We dread certain moments for days, months and sometimes even years. Wondering how they will turn out and wishing they would just go away.
But then what happens? They arrive.
And what do we soon discover? They weren’t actually so bad…
…they really do suck.
But here’s the stupid part. Even if they do suck a lot, you’ve now just endured extra pain for more time than was necessary. You get the pain from worrying, plus the pain when it arrives.
Instead of simply experiencing the pain when it arrived, you set yourself up for an entire month of pre-emptive pain – all of which could have been entirely avoided.
As an athlete, I encountered this problem a lot. In the middle of a game I would start thinking about how shitty it would feel if I missed my serve to lose the game. As a result, when my time came to serve, I would freeze up, hold back and often give our opponents an easy point or miss my serve all together.

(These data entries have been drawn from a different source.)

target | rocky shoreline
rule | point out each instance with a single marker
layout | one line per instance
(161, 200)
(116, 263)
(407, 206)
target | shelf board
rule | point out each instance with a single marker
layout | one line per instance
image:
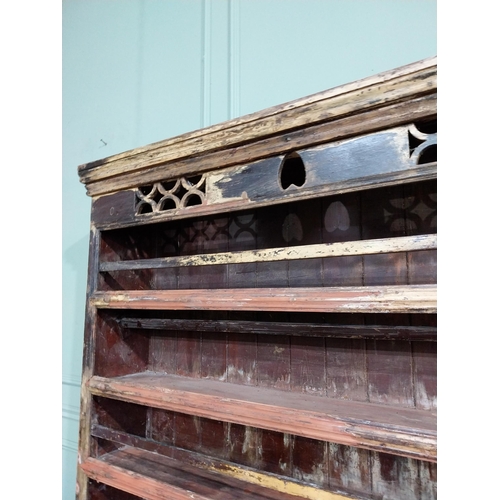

Thanks to my stupid prefrontal cortex, I was so caught in planning for my future, that I didn’t even get to enjoy the present.

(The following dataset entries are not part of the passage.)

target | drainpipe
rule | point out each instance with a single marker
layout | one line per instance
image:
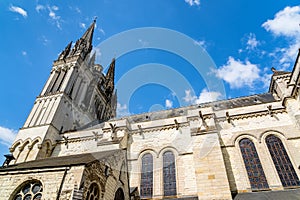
(62, 182)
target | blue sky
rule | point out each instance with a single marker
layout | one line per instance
(240, 41)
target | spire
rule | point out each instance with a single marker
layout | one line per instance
(84, 44)
(110, 76)
(88, 35)
(65, 52)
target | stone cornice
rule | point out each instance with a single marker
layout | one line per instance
(253, 114)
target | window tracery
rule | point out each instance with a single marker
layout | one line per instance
(282, 162)
(31, 190)
(169, 174)
(253, 165)
(93, 193)
(146, 189)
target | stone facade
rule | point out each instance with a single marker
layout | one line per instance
(71, 143)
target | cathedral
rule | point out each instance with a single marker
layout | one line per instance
(73, 147)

Dealing With Your Stupid Smart Brain
So since you can’t get rid of your prefrontal cortex, nor should you want to, what should you do to stay more present focused and combat the fear of the unknown future?
If you’ve never trained yourself to focus on the present, how can you expect to be able to do it when it matters most? In every step of our lives we are pushed to think about the future. What do you want to be when you grow up? How many kids will you have? Where do you want to go to school? It’s no wonder many of us suck at staying present in the moment.

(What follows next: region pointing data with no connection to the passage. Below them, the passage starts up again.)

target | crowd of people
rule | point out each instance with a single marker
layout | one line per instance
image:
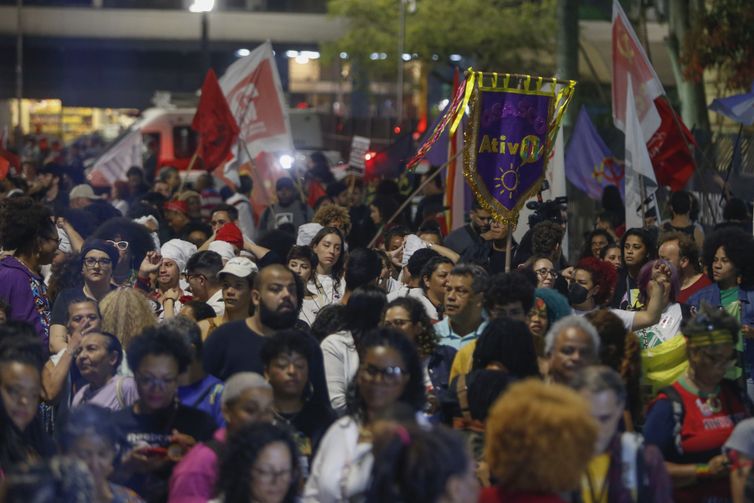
(169, 341)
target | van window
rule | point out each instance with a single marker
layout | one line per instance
(152, 139)
(184, 142)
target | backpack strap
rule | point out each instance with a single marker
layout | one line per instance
(204, 395)
(462, 391)
(119, 392)
(216, 446)
(676, 403)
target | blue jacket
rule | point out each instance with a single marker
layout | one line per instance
(711, 295)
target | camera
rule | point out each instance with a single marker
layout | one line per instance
(551, 209)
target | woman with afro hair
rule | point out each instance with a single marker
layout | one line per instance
(592, 282)
(727, 258)
(529, 454)
(29, 240)
(158, 428)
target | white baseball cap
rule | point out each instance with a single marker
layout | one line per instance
(239, 266)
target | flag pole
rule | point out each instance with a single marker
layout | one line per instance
(508, 247)
(410, 197)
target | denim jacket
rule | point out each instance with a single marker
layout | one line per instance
(711, 296)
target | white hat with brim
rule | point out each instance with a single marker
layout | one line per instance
(239, 266)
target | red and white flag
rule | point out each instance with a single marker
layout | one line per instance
(255, 96)
(629, 59)
(665, 136)
(112, 165)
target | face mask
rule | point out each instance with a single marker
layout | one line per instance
(577, 294)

A meditation practice can help train this skill. There are a number of different techniques, but for me, the practice I’ve found most beneficial is simply focusing on the breath. When I get distracted and lose my train of thought, I come back to the breath and refocus. It’s just like training any muscle on your body and it requires repetition.
Check out the resource below to get you started:
Meditation App: Headspace (10 Free trial)
Short Article: Patience and Meditation
Great Book: Mindful Athlete – George Mumford
2) Set short term goals
I cannot emphasize enough the benefits of short term goals. Often times we get caught up in long term life achievements and can’t wait until they arrive. But if that’s all we ever think about, there’s a good chance we are unsatisfied when those achievements arrive, or we never get to them because they we don’t focus on the necessary steps to get there.
Whether it’s daily goals, weekly goals, or even goals for your next practice – it’s important that you emphasize the greatness of the tasks right in front of you. If you want to become less focused on the unknown future, you have to distract your brain with the more essential tasks that are right in front of it.
3) Fear Setting
Use your brains ability to plan ahead and practice something called “fear setting”. Tim Ferriss does a great job of explaining this concept in his TED Talk. Check it out below:
In the end it’s literally impossible to shut off your brain’s ability to plan ahead and look into the future. The best shot you have of taming your wild brain is train it so it can imagine a more positive future world. If you are going to spend so much time in a world that doesn’t exist yet, why not imagine one that gets you excited and where you spend the majority of your waking hours actually enjoying the moments right in front of you.
You can always pick up the pieces after everything blows to smithereens. There’s no point in extending your suffering when it’s not necessary.